Government rejects bids by investors eyeing full gains from bonds


INVESTORS sought to acquire full gains—“arm and leg,” the National Treasurer said—from longer-tenor government-backed securities, reflecting concerns on wobbly inflation curves. But the Bureau of the Treasury (BTr) rejected submitted bids for reissued 10-year Treasury Bonds (T-bonds) as rates soared.

“Full rejection; submitted rates like an arm and a leg,” National Treasurer Rosalia V. De Leon told reporters.

De Leon said the rates shot up on lingering inflation concerns as well as anticipated action by the US Federal Reserve.

The auction attracted total bids of P34.1 billion.

If the Treasury fully awarded the tenor, bid rates would have averaged 4.883 percent, surging by a whopping 169.8-basis point (bps) from the previous auction rate of 3.185 percent.

This would have also been higher by 84.6 bps from 4.037 percent secondary-market benchmark rate for the security, based on the PHP Bloomberg Valuation Service (BVAL) reference rate.

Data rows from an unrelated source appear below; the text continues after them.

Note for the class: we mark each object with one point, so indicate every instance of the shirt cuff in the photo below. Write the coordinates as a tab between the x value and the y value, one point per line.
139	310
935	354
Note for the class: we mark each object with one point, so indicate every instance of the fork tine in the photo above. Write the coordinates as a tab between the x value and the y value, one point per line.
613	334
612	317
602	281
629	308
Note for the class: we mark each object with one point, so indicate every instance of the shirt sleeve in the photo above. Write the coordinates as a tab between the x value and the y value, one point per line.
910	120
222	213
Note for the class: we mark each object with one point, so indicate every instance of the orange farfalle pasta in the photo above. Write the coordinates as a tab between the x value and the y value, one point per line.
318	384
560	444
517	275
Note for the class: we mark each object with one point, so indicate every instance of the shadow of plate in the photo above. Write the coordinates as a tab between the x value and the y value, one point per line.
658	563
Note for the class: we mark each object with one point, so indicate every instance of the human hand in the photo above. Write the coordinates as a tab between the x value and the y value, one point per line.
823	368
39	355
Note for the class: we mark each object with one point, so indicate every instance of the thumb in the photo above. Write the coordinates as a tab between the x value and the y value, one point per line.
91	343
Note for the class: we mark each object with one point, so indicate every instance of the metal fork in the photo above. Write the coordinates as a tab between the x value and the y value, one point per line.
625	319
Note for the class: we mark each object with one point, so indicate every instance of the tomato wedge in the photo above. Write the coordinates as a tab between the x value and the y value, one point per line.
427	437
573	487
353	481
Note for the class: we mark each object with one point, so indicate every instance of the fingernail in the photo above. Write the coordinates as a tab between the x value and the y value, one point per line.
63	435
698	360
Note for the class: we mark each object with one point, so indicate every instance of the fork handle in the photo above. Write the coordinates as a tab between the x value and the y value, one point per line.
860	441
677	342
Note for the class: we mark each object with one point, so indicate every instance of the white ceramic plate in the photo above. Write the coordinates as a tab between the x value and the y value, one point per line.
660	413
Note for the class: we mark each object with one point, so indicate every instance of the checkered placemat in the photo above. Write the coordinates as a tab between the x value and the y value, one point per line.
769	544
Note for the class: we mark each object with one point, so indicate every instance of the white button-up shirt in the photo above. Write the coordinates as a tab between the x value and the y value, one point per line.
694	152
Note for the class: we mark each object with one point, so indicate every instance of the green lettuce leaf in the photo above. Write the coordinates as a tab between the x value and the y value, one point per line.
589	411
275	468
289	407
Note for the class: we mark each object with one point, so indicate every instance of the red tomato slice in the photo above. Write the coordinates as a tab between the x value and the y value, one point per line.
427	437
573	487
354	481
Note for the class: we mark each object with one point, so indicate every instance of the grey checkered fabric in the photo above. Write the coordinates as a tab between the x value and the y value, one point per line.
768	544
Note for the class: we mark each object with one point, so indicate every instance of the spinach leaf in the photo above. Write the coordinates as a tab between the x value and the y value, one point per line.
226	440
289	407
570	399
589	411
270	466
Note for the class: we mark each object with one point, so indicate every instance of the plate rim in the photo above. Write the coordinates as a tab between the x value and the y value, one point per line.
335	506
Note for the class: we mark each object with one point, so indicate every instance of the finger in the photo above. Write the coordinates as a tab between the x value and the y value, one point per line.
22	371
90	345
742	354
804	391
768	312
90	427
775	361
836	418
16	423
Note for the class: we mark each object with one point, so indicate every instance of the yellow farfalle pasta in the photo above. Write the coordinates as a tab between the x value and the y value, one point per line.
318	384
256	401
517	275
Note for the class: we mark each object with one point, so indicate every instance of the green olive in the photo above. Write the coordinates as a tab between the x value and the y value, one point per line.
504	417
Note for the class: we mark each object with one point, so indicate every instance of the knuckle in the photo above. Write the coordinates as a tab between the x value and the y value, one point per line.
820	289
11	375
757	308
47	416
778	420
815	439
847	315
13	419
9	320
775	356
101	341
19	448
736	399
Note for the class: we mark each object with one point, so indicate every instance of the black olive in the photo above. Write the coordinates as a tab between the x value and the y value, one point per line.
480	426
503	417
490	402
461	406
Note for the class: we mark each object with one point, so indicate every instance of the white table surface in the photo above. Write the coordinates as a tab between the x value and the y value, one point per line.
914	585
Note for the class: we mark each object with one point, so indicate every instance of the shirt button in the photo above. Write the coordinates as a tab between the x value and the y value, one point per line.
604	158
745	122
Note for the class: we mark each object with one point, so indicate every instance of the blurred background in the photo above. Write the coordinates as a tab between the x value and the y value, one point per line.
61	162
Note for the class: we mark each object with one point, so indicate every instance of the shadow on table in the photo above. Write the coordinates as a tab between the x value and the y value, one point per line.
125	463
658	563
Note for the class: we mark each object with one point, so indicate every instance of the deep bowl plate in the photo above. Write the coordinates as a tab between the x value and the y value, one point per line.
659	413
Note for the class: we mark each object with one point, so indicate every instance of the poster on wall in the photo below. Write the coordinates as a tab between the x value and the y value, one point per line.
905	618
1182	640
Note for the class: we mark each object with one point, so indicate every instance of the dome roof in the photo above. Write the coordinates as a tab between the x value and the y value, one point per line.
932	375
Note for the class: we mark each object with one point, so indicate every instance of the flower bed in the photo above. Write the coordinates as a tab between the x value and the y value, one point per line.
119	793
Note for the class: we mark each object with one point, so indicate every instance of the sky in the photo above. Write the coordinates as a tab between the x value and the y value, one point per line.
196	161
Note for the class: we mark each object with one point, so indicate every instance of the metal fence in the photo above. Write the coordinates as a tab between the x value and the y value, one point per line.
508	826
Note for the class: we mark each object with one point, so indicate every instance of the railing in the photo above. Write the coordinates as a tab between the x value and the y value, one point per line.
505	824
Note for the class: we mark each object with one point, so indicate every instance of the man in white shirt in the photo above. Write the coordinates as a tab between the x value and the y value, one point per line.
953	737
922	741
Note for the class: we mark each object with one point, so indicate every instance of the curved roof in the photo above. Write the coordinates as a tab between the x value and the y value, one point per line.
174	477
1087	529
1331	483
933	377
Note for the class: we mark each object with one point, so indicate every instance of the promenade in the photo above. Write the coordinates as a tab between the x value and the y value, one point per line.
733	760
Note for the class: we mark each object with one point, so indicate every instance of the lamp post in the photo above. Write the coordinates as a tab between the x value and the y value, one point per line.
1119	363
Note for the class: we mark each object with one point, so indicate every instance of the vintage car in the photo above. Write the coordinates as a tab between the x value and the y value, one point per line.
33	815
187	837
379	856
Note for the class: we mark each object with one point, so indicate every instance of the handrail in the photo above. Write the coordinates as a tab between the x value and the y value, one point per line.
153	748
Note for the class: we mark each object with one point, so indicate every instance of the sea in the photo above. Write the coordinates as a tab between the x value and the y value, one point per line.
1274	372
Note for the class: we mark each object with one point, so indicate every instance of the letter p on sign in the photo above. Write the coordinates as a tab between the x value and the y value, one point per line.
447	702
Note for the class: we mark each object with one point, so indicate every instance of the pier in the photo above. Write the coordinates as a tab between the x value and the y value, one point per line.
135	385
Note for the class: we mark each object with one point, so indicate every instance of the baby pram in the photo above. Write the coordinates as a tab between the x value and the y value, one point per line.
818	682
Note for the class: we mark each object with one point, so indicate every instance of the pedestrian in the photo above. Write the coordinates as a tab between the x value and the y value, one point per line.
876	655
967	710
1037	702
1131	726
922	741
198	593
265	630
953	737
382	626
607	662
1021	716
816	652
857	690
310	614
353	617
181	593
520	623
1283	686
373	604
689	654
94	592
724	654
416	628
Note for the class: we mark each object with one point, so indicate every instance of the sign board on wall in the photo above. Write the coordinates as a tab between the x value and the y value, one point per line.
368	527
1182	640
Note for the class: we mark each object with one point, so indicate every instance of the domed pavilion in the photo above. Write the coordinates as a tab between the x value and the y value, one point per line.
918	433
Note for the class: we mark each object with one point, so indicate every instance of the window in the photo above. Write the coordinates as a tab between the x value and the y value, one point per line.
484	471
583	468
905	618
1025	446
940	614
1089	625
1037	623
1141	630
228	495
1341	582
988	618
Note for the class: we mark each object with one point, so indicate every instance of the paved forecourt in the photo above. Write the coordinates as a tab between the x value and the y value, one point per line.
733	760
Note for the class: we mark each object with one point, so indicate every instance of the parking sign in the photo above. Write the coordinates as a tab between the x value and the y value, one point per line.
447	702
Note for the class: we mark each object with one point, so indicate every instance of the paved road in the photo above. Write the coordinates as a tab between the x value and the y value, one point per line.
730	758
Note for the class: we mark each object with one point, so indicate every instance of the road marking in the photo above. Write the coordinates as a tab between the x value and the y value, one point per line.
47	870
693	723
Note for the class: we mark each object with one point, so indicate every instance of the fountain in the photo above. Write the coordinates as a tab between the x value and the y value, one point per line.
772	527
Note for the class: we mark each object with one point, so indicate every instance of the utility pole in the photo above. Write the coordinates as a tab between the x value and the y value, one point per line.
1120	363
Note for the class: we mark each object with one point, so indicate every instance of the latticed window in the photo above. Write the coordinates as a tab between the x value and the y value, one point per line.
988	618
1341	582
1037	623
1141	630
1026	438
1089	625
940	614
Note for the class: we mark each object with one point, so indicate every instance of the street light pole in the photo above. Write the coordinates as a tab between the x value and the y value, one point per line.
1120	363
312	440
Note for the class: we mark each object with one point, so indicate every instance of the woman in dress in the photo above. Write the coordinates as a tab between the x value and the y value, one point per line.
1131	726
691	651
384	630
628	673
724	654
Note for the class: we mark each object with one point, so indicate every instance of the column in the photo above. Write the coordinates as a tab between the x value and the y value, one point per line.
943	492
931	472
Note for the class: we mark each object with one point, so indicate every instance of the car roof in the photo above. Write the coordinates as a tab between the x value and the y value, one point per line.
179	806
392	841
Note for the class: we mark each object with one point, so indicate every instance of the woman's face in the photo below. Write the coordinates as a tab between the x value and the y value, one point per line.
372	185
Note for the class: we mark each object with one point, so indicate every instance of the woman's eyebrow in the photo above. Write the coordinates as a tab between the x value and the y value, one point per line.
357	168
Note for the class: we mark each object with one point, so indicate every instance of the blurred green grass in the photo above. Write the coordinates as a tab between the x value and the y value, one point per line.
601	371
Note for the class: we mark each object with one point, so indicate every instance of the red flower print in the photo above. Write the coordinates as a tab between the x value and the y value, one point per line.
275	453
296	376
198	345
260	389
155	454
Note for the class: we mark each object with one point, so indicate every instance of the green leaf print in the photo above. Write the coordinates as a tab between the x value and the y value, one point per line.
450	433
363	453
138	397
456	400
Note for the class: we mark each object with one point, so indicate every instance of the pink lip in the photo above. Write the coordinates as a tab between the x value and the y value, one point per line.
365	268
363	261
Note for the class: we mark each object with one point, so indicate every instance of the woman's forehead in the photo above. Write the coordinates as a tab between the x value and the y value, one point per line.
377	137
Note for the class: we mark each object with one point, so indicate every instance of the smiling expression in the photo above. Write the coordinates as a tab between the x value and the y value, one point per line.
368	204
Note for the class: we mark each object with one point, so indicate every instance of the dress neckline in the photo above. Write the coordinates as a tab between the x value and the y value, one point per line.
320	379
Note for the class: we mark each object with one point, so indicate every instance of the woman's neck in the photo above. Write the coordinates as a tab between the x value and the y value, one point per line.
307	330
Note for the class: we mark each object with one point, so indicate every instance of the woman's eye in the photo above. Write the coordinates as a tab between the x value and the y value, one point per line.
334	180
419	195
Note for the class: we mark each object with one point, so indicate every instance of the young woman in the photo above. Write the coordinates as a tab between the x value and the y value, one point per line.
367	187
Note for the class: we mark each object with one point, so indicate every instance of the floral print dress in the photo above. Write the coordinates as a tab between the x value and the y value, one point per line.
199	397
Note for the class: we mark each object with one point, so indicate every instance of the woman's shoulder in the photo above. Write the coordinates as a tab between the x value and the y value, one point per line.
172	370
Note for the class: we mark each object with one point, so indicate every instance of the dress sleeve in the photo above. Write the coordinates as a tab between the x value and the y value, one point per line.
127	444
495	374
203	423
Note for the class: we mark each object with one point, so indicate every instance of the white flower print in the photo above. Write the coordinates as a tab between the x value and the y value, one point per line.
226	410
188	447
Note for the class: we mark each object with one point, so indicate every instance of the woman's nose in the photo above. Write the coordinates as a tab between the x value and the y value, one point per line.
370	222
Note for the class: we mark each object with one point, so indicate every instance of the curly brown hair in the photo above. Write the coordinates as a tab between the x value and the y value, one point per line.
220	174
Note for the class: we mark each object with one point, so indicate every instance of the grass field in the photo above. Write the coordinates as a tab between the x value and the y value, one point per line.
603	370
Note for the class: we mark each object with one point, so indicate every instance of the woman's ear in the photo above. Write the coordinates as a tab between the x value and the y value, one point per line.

When compared to the BVAL rate for a 6-year tenor of 4.1688 percent, this would have also been up by 71.5 basis points.

With a remaining life of five years and six months, the tenor is set to mature on May 4, 2027.

While higher rates reflect investor confidence on economic recovery beyond the Duterte administration, these also mean investors expect rising inflation.

De Leon reminded investors on the statement by Bangko Sentral ng Pilipinas (BSP) Governor Benjamin E. Diokno that elevated inflation is “transitory.”

She added that Diokno’s “statement that [it is] still early to lift rates should assure the market.”

But should elevated inflation persist, De Leon assured the public that the government has sufficient funds backing its debt papers.

“We have strong cash position supported by improving revenue collection and expected ODA [official development assistance] inflows,” she said.

Inflation eased to 4.8 percent in September, slightly lower than 4.9 percent in August. While it is within the range of BSP’s projection for the September inflation of 4.8 percent to 5.6 percent, this exceeded the government’s 2-to-4 percent target.

De Leon earlier said they expect investors would seek higher rates given that the BSP sees inflation this year averaging beyond its target at 4.4 percent.

The Treasury aims to raise P200 billion from the local debt market before the clock ticks to All Saints Day. It’s part of the Treasury’s role in helping the national government achieve its programmed borrowing for this year of P3.1-trillion. Much of that amount is being raised through domestic sources.

The government borrows to meet its spending requirements as well as to finance its budget deficit—when it’s spending more than it is earning.

As of end-August this year, the national government’s outstanding debt has hit a new record-high of P11.64 trillion, up by more than a fifth from P9.62 trillion a year ago.